The important phases of retirement: Pre-retirement phase, early years of retirement, Middle retirement phase and later years

Read bout the different phases of retirement and how to financially prepare yourself for it. Go through the importance of proper planning in this post.

The 4 phases of retirement

Retirement – this single word has multiple meanings for different people. For some, it is all about holidaying in the Maldives, having a fantastic time with a partner or family. And for some people, it may seem an ordeal and a tough period to pass as you grow older. Well, this retirement is actually a time span of several decades. And whatever happens with you during this time is deeply impacted by the efforts and planning you do before you take your retirement. That is why it is essential to be aware of the important four phases of retirement. Read about them below:

What is retirement?

Before you proceed on the different phases of retirement, it is important to know the exact meaning of this process. Well, retirement basically means the time when you no longer are restricted to work for a certain amount of hours in a professional or formal set-up. Yes, some people do some freelancing work during this. As well, but it is entirely optional.

The role of financial planning for retirement

You already know that people plan a lot of stuff for their retirement. But this also includes giving a good thought to your financial situation as well. If you plan for your retirement before time, that is, it helps in spending the later years with ease when you are working. You can consider several options like insurance policies, retirement policies, and so on to simplify this process.

The 4 phases of retirement

Let’s read how your retirement is divided into 4 grand phases. 

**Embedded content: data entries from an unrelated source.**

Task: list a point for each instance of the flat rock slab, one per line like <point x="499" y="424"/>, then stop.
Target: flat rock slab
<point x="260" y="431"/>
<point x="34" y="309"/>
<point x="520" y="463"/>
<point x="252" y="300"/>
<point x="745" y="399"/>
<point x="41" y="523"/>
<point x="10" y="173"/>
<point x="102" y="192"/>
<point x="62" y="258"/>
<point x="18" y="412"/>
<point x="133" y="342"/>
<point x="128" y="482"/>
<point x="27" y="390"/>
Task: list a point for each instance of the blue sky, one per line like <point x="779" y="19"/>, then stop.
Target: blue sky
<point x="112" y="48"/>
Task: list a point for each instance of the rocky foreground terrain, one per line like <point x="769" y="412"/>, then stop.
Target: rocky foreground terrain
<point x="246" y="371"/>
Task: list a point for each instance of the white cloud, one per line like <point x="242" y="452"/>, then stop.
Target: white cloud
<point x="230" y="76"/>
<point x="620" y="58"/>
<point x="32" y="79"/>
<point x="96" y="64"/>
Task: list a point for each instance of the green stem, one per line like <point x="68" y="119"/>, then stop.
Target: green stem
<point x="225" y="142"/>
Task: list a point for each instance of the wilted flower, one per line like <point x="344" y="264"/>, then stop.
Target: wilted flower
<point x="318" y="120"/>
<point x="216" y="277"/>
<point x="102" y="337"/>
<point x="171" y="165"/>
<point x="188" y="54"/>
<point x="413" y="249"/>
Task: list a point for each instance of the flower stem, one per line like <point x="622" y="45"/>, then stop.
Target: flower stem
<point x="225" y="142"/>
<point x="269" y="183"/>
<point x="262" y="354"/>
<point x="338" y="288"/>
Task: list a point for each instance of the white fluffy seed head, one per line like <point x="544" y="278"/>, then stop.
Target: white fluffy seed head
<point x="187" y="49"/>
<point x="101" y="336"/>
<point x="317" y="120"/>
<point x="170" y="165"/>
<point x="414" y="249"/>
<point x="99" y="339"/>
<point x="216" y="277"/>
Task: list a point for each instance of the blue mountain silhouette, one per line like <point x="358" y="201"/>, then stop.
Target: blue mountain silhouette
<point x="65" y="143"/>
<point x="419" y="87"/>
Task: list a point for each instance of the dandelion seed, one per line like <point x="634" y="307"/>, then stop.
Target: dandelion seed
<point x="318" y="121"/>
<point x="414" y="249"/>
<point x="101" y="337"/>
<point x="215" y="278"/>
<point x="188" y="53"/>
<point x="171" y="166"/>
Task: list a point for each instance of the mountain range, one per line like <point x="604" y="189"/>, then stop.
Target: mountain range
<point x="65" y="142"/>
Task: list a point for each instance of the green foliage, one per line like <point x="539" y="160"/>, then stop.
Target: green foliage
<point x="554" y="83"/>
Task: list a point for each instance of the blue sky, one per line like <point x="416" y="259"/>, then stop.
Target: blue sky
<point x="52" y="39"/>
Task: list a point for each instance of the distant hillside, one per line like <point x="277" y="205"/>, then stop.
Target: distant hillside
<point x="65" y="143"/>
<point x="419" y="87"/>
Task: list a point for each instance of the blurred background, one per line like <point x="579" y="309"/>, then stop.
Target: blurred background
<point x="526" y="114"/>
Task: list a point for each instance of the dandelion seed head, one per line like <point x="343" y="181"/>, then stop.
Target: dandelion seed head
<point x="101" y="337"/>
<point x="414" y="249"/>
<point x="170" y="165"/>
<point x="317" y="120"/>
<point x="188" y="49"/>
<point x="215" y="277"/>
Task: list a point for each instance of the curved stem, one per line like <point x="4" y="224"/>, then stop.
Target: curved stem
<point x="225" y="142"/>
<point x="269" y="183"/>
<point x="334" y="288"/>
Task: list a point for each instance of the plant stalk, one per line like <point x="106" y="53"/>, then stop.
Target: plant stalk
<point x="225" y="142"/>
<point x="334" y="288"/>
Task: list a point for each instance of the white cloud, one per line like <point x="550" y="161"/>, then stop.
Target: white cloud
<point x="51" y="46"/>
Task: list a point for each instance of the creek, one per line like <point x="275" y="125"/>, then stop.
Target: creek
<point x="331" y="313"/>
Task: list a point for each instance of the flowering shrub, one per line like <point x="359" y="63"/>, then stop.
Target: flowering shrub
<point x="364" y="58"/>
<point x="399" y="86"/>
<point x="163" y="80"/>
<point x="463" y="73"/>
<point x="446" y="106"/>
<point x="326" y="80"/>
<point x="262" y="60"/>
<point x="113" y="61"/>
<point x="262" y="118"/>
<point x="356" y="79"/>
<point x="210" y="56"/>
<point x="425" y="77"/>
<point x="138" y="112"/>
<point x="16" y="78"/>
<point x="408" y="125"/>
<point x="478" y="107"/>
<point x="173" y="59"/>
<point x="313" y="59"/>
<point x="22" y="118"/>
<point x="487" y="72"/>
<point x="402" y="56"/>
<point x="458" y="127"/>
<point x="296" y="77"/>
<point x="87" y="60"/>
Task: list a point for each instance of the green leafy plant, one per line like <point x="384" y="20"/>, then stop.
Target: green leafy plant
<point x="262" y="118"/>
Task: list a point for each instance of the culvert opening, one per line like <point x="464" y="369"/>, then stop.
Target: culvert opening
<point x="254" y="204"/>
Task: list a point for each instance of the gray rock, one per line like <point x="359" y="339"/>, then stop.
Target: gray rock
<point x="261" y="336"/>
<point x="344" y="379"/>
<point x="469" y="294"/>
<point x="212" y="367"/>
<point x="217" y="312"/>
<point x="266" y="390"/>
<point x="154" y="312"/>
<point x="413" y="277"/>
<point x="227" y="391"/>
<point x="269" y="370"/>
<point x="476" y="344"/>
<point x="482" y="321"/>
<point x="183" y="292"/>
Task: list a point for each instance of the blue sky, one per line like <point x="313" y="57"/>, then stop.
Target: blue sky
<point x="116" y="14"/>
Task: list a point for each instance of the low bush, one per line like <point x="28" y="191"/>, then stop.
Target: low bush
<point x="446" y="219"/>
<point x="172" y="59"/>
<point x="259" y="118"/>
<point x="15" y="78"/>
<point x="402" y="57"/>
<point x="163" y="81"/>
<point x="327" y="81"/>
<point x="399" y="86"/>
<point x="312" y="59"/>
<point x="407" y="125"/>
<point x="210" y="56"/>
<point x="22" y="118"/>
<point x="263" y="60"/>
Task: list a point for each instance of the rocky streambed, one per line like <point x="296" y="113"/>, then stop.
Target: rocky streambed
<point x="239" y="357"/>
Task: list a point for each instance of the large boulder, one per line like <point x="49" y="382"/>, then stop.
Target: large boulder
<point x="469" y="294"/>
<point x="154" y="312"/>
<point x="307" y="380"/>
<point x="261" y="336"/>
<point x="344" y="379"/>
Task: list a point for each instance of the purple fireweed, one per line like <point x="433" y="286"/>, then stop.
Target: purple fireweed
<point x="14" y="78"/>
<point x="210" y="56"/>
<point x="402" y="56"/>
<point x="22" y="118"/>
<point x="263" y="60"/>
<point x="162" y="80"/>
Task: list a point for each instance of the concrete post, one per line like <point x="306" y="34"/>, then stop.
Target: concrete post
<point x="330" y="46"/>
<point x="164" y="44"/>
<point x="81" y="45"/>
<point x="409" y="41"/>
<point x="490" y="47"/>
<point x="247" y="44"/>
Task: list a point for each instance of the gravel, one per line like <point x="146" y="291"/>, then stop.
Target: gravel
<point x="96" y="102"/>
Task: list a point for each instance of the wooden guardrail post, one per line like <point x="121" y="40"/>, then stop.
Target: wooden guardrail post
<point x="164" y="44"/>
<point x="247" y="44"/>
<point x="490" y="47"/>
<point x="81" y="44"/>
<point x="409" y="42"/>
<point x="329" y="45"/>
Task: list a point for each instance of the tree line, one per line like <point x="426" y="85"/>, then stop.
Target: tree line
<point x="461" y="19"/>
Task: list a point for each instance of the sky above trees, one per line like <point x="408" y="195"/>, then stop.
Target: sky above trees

1. The pre-retirement phase: This phase starts around a decade before you are about to retire from your work. If we consider the most general and formal settings, you retire when you reach the age of 60. So basically, this preretirement phase starts when you hit your 50. During this phase, you have certain goals in your mind for your retirement process. Some of you think of the courses you have to take further on. That is why during this phase you start planning properly about Investing tips and saving money for your retirement years.

You seem to take this period very seriously and there are a lot of options for saving money for your later years. You also hop in the various policies or insurance plans to ensure that you don't face any kind of financial issues during your retirement years. However, remember that soon after several years, you will not receive your monthly paycheck. That is why you should also consider investments in guaranteed assets like properties, stocks, etc. You can also apply for the pensions from your office if they provide you with the same. If possible, you should consider contacting a financial advisor for some investment tips that will help you sort out your future years in a better way.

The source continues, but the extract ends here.